I'm in the middle of making my own scraper in XBMC and a new (one of many) problem just occurred to me:

The genre tags sometimes consists of non-ascii characters such as å, ä & ö. Unfortunately they are html escaped. So, for example, the word 'räksmörgås' becomes 'räksmörgås'.

Is it possible to do a simple string replace of some sort inside the xml code?

Thanks, and good night! Sleepy

guranbanan · 2014-06-14, 12:28

Just woke up and had an idea of how one might approach this. Haven't got the time to test right now but I do have the time to just post it and see if someone might have a better idea...

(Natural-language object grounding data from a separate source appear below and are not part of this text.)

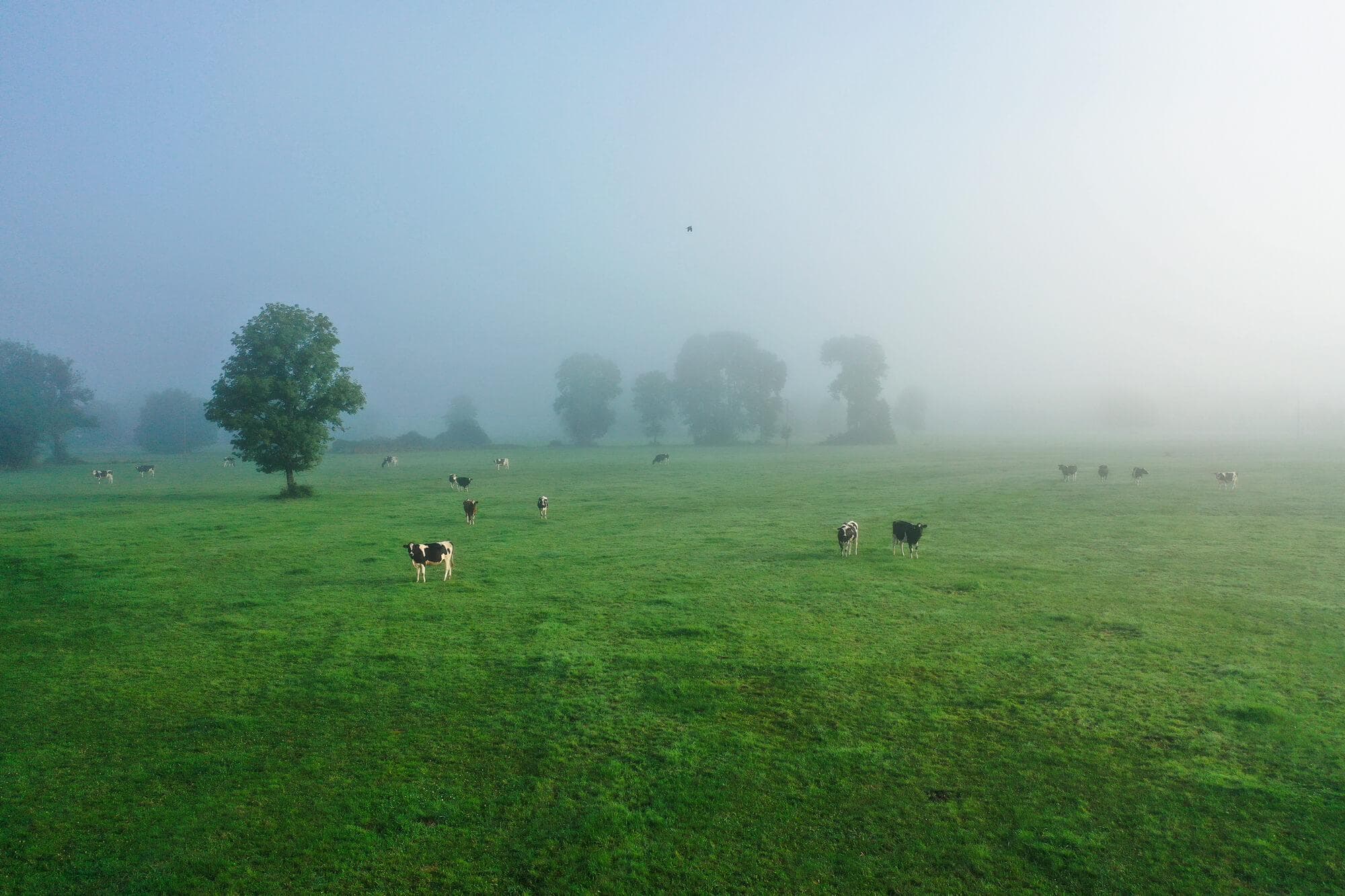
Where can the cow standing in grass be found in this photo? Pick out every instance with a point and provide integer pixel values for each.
(905, 534)
(434, 555)
(848, 537)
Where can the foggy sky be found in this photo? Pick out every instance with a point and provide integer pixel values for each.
(1028, 204)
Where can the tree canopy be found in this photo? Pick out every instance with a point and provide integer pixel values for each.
(171, 421)
(860, 382)
(284, 391)
(654, 403)
(587, 384)
(42, 399)
(726, 386)
(461, 427)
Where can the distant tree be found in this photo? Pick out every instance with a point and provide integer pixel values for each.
(42, 399)
(860, 382)
(462, 430)
(726, 386)
(587, 385)
(654, 403)
(284, 391)
(173, 421)
(911, 408)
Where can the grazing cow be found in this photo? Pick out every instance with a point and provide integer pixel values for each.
(905, 533)
(848, 537)
(440, 552)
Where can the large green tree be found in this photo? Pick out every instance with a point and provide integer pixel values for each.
(461, 427)
(171, 421)
(42, 399)
(284, 392)
(586, 386)
(860, 382)
(654, 403)
(726, 386)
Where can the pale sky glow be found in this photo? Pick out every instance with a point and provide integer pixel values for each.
(1011, 197)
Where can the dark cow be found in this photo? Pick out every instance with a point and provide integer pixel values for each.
(905, 533)
(440, 552)
(848, 537)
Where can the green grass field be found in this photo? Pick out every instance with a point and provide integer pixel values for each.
(676, 684)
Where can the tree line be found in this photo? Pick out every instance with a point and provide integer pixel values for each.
(283, 395)
(727, 388)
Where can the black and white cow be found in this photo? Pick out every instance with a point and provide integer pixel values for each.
(440, 552)
(848, 537)
(905, 534)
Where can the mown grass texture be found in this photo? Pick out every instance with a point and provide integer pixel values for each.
(676, 682)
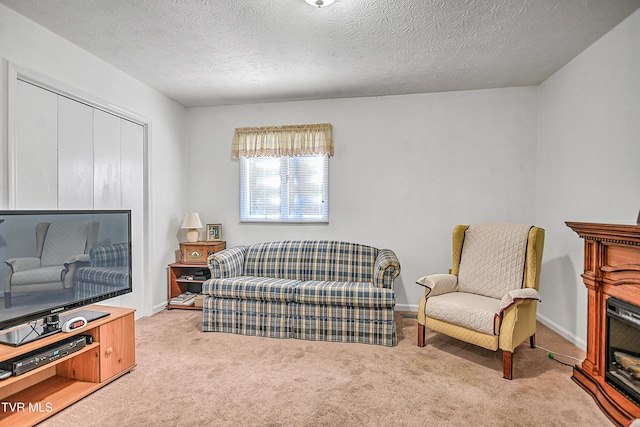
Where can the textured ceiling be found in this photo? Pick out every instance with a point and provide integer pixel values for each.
(214, 52)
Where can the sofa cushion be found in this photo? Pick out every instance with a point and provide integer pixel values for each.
(470, 311)
(353, 294)
(251, 288)
(311, 260)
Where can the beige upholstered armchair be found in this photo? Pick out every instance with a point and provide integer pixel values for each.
(60, 246)
(489, 298)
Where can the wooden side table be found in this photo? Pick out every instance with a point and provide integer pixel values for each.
(193, 259)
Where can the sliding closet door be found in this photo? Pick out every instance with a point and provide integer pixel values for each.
(107, 190)
(75, 154)
(35, 157)
(132, 181)
(71, 153)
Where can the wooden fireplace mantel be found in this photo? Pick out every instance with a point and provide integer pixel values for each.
(611, 269)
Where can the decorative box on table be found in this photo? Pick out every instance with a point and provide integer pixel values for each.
(198, 252)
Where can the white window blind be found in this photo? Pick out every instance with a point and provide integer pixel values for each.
(284, 189)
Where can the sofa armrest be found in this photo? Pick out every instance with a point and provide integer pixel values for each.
(23, 263)
(386, 268)
(438, 284)
(227, 262)
(84, 259)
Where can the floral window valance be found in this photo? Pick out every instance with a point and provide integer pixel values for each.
(283, 141)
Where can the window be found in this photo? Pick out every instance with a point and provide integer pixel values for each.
(284, 172)
(284, 189)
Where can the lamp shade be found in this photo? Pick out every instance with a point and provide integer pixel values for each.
(192, 222)
(319, 3)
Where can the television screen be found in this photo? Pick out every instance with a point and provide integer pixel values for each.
(55, 261)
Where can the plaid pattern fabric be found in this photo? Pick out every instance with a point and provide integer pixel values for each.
(227, 263)
(313, 290)
(257, 318)
(344, 330)
(377, 314)
(251, 288)
(344, 294)
(108, 271)
(110, 255)
(311, 260)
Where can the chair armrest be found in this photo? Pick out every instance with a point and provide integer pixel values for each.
(386, 268)
(22, 264)
(227, 262)
(519, 294)
(438, 284)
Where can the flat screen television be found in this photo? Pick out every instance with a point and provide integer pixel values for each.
(54, 261)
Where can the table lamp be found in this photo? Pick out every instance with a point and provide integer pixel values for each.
(192, 222)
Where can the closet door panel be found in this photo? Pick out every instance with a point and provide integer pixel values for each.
(132, 157)
(75, 154)
(107, 192)
(36, 160)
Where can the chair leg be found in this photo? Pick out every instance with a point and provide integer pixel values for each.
(421, 334)
(507, 365)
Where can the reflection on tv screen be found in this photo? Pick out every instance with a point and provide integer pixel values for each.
(53, 261)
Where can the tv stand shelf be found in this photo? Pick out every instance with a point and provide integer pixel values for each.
(32, 397)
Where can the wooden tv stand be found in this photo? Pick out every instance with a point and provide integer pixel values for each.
(32, 397)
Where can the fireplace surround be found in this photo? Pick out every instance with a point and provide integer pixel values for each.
(612, 278)
(622, 365)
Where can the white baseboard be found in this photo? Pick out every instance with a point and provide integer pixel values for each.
(406, 307)
(569, 336)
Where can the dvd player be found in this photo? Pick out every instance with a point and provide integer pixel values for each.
(34, 359)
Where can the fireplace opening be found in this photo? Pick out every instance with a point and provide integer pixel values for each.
(623, 348)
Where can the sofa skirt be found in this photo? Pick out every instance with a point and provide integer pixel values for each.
(247, 317)
(344, 324)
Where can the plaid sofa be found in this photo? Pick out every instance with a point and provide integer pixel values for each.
(108, 271)
(306, 289)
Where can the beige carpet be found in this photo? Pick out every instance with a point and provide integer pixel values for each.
(186, 377)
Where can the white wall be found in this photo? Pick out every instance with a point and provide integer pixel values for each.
(588, 163)
(33, 47)
(406, 170)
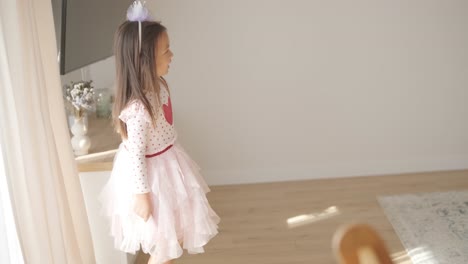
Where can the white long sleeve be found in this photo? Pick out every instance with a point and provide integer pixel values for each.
(137, 130)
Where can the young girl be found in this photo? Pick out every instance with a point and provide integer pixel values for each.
(155, 197)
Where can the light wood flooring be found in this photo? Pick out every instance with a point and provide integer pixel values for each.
(254, 226)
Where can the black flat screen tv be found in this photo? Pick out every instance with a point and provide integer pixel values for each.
(85, 30)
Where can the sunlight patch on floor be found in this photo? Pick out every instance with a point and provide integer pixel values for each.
(306, 219)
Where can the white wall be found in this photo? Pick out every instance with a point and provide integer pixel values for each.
(270, 90)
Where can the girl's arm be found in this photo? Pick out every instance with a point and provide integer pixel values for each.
(137, 129)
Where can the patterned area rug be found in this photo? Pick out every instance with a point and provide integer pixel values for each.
(433, 227)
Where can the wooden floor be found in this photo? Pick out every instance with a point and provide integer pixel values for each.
(254, 227)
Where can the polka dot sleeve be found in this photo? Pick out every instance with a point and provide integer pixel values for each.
(137, 129)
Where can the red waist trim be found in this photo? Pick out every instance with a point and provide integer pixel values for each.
(157, 153)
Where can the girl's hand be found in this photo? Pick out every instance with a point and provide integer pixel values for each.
(143, 205)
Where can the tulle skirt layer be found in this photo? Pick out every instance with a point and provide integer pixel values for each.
(181, 212)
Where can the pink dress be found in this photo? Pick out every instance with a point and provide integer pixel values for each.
(151, 160)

I guess you could nest multiple RegExes and make something like this:

Code:
<RegExp input="$$20" output="\1ä" dest="19">

     <RegExp input="$$1" output="\1å" dest="20">

          <expression repeat="yes">([a-zA-Z]+)&amp;aring;</expression>

     </RegExp>

     <expression repeat="yes">([a-zA-Z]+)&amp;auml;</expression>

</RegExp>

etc...

But maybe there exists a better approach...?

**mkortstiege** · 2014-06-14, 12:51

You might want to use something like "<expression repeat="yes" fixchars="1">..." on your expressions.
That should do the trick. Please let me know if it works for you.

guranbanan · 2014-06-14, 13:03

I appears to be exactly what I want! For some reason though, it interprets "Ä" as "Ã,," :S but I guess it's some encoding error somewhere.. the whole site is encoded in latin-1 and I have also set my scraper xml encoding to that... but maybe XBMC prefers utf-8?

**mkortstiege** · (This post was last modified: 2014-06-14, 13:19 by mkortstiege.)

I guess you want ISO-8859-1 ?

EDIT: nvm, misread it. XBMC always prefers UTF-8.

guranbanan · (This post was last modified: 2014-06-14, 13:30 by guranbanan.)

Yes, and I have the RegExp output in the <GetSearchResults> tag set to encoding ISO-8859-1 and it works for all characters, except the HTML entity characters, so it shouldn't really be an encoding issue should it?

Code:
<RegExp input="$$5" output="&lt;?xml version=&quot;1.0&quot; encoding=&quot;iso-8859-1&quot; standalone=&quot;yes&quot;?&gt;&lt;results&gt;\1&lt;/results&gt;" dest="8">

BTW. Off topic, but I just tried a (.*?) pattern and it seemed to work... i guess laziness IS supported by the regex engine after all (hooray!)..

[EDIT] Oh, sorry, missed your latest reply. I actually tested changing the main encoding to UTF-8 but it didn't help...

guranbanan · 2014-06-14, 14:37

I managed to solve it!

Specifying 'SearchStringEncoding="iso-8859-1" in the <CreateSearchString> tag did the trick. From what I've read it works together with the fixchars option.

Thanks!